I’m using Umami for analytics. It’s free, open source, privacy-focused, and doesn’t use any cookies. My instance runs at analytics.vasumenon.com, proxied behind Cloudflare, meaning that the analytics script doesn’t get blocked by browser extensions that target well-known tracking domains. I like to think that it evens out karmically since I’m being respectful of your privacy.

Comments: Giscus

Comments are powered by Giscus, which maps each page’s pathname to a GitHub Discussions thread. Comments are stored directly in the website’s GitHub repo. I think this is a very elegant solution for the time being. There’s no need for an external comment database when you can just cleverly use GitHub Discussions instead. Giscus is also very easy to set up.

Math and Maps

MathJax and Leaflet.js are only loaded on pages that need them, controlled by front matter flags:

math: true    # loads MathJax
leaflet: true # loads Leaflet CSS + JS

The layout checks these flags and injects the relevant <script> and <link> tags. This keeps pages that don’t need math or maps free of these payloads entirely.

Leaflet is used on the urbex page to render a map of locations. Each location in _data/urbex.yml has a lat and lng, and the page renders a marker for each one at runtime.

SEO and Structured Data

jekyll-seo-tag handles the standard Open Graph and Twitter card meta tags automatically. On top of that, I have a structured-data.html include that injects a JSON-LD Person schema, which links the site to my LinkedIn and GitHub profiles.

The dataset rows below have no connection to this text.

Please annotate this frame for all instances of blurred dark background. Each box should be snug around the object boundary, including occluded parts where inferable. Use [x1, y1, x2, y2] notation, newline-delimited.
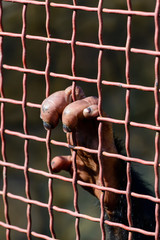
[0, 0, 156, 240]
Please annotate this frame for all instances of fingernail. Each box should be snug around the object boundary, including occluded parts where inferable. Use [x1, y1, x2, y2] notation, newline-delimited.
[84, 107, 92, 113]
[43, 122, 53, 130]
[63, 124, 72, 133]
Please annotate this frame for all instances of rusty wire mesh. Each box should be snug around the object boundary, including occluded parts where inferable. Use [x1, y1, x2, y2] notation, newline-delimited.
[0, 0, 160, 239]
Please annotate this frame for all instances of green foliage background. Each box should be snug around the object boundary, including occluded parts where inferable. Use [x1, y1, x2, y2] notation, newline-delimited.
[0, 0, 156, 240]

The sitemap is generated by jekyll-sitemap. Secret pages that I don’t want indexed have sitemap: false and robots: noindex in their front matter.

The Webring

The footer has a webring (a left/right arrow pair linking to the previous and next sites in a ring with some friends). I was inspired by Arjun Khandelwal and found it quite charming.

The Odd Pages

There are a couple of pages exist outside the normal blog/projects structure. They’re easter eggs, and I’m keeping them hidden. I will not discuss their engineering here, you have to discover them for yourself first.

—

That’s basically all of it. The whole thing is in a single GitHub repo, builds in a few minutes, and costs nothing to run. There’s no JavaScript framework, no build tool beyond Jekyll, and no runtime infrastructure beyond the Cloudflare Pages Function for the contact form and Umami for analytics. Much of it was also built with AI assistance.

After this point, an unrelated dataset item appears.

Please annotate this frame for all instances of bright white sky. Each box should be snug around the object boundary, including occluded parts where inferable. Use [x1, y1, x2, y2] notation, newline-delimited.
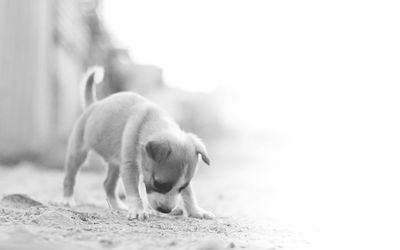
[104, 0, 400, 249]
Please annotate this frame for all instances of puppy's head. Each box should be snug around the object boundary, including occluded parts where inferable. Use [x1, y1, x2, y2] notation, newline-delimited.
[142, 134, 210, 213]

  1. I don’t see a serious need (yet) for a more dynamic website, though I’m secretly hoping for some excuse for me to continue engineering the website further. I’ve had a lot of fun throughout the journey. 

  2. I should say “vibe-coded” here if I’m being completely honest. 

  3. Since the site is built at compile time, CSS and JS changes would be cached indefinitely without cache busting. I handle that by appending ?v=1782037189 to each stylesheet and script URL in the <head>. Jekyll sets site.time to the build timestamp, so every deploy invalidates the cache.